Que le narrateur se regarde “sans condescendance” c’est très honorable, mais qu’il se dénigre et qu’il remette en question sa capacité d’aimer, ça me désole, ça ne m’émeut pas du tout. Comme chante Elasipie dans la chanson écrite par Desjardins: “on aime un homme quand il est libre”. Je connais trop de filles autour de moi qui voudraient que leur homme se rappelle des rendez-vous du dentiste des enfants, qu’il soit sociable, qu’il leur dise je t’aime à tout bout de champ. Vous le verriez Courtemanche en pantin tout propre et souriant? Vous l’auriez vu Picasso, avec ses nombreuses maîtresses, faire une thérapie de couple? Les femmes aiment les hommes qui s’assument (et vice versa d’ailleurs). Une fois qu’on possède les gens, on peut en disposer comme d’une chose. Femmes qui vivez avec un ours : aimez-le pour ce qu’il est, laissez-le hiberner si c’est son désir et sortez profiter du printemps!
Pas facile d’écrire… De bien écrire je veux dire. Je me relis et je me dis: hum…c’est pas tout-à-fait ça. D’abord, ce n’est pas qu’au Québec que les hommes ont de la difficulté à assumer leurs envies sans se sentir coupables. Puis bien sûr, s’assumer, c’est assumer ses envies, mais aussi ses responsabilités. Je pense notamment aux enfants.
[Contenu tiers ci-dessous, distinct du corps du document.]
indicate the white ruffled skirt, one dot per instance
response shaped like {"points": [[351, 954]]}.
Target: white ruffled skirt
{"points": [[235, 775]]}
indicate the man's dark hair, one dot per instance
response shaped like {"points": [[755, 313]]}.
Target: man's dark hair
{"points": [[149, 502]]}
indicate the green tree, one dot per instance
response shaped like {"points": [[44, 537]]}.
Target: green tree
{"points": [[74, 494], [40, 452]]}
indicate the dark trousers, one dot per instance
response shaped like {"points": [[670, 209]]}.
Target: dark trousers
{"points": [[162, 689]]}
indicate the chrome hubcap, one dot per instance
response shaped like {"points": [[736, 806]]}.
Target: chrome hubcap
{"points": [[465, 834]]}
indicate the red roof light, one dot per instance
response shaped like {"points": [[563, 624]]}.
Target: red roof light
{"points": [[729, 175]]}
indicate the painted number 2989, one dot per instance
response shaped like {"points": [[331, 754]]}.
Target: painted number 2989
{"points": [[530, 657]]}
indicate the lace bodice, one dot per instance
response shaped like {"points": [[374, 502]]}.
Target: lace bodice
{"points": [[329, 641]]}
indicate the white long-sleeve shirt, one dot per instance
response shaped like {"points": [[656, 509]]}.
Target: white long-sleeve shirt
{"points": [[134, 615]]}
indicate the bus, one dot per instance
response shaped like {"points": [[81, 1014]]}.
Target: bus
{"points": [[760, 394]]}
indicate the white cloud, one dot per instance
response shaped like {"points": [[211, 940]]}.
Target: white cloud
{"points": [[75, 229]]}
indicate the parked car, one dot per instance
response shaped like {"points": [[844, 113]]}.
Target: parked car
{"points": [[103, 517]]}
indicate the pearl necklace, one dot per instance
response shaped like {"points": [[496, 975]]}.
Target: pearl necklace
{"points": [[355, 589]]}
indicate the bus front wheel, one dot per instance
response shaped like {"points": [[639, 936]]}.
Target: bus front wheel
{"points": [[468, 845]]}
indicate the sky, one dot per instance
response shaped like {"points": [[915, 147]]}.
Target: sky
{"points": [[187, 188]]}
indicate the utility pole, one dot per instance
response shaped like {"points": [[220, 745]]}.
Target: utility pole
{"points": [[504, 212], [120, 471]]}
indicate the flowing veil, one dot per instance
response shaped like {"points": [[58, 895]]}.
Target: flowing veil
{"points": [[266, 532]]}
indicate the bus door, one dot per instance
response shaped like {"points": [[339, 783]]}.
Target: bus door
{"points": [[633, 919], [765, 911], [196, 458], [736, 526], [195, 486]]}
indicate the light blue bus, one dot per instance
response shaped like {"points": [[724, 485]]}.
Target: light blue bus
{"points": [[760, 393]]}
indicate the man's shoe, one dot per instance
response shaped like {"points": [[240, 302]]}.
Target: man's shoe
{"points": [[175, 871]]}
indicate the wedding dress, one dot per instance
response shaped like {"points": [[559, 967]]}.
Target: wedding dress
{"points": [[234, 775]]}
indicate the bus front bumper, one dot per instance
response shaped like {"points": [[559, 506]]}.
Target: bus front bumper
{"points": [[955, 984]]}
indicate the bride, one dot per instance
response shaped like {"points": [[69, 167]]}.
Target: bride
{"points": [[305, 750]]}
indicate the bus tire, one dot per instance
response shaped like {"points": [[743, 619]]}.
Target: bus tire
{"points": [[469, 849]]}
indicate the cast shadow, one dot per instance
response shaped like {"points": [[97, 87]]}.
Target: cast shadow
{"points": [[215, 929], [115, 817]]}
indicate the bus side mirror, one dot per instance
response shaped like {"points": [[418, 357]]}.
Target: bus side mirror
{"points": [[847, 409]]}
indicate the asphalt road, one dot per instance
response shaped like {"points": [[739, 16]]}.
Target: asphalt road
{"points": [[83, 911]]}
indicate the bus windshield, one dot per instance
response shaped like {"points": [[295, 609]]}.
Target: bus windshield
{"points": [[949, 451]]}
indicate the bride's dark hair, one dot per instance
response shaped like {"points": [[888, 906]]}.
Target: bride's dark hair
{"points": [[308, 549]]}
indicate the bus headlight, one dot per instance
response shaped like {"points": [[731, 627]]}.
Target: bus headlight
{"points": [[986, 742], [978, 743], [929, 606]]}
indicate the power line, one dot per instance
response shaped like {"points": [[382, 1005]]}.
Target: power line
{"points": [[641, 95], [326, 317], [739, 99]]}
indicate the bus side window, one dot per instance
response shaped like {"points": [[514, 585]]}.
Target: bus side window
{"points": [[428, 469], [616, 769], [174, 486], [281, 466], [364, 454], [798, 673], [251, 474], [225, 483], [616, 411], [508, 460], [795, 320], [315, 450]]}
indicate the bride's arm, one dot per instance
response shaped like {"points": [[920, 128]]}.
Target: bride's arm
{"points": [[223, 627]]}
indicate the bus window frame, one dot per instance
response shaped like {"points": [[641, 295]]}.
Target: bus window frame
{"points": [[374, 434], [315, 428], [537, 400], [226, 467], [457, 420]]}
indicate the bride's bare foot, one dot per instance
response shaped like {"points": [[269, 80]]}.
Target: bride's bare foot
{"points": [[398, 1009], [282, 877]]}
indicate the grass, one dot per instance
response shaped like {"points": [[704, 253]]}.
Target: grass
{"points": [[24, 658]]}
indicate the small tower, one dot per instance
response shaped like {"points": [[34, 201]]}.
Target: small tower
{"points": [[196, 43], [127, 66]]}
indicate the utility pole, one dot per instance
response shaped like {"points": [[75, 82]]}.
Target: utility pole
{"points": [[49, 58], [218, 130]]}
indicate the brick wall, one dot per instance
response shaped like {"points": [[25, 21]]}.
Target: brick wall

Non, ce qui m’a dérangé surtout dans l’autofiction de Courtemanche, c’est la tendance que certains hommes ont à se trouver faibles et ingrats, par rapport à la femme qui se batterait pour le couple, qui serait toujours vertueuse et qui saurait comment aimer. Je trouve que trop souvent la femme impose son modèle, et pas assez souvent l’homme ne réfléchit à ce qu’il veut vraiment de la vie, à ce qui est vraiment important pour lui. Comme si la femme avait une maturité, une sagesse innée et que l’homme bon ne pouvait qu’aspirer à correspondre aux voeux de sa femme. Il n’est pas question ici de faire l’appologie de la goujaterie et du je-m’en-foutisme. J’ai trop de respect pour les hommes pour croire qu’ils aspirent seulement à vivre comme des adolescents attardés. Mais bon Dieu! Courtemanche qui n’est plus rien parce que sa blonde l’a quitté… Un peu de fierté bordel.
@Mina: je n’ai pas lu le live de Courtemanche, mais je trouve vos commentaires très intéressants. Merci beaucoup!
Pour revenir à Borduas… Le Musée d’art contemporain de Montréal lui consacre une rétrospective, jusqu’au 3 octobre 2010, “Les frontières de nos rêves ne sont plus les mêmes“.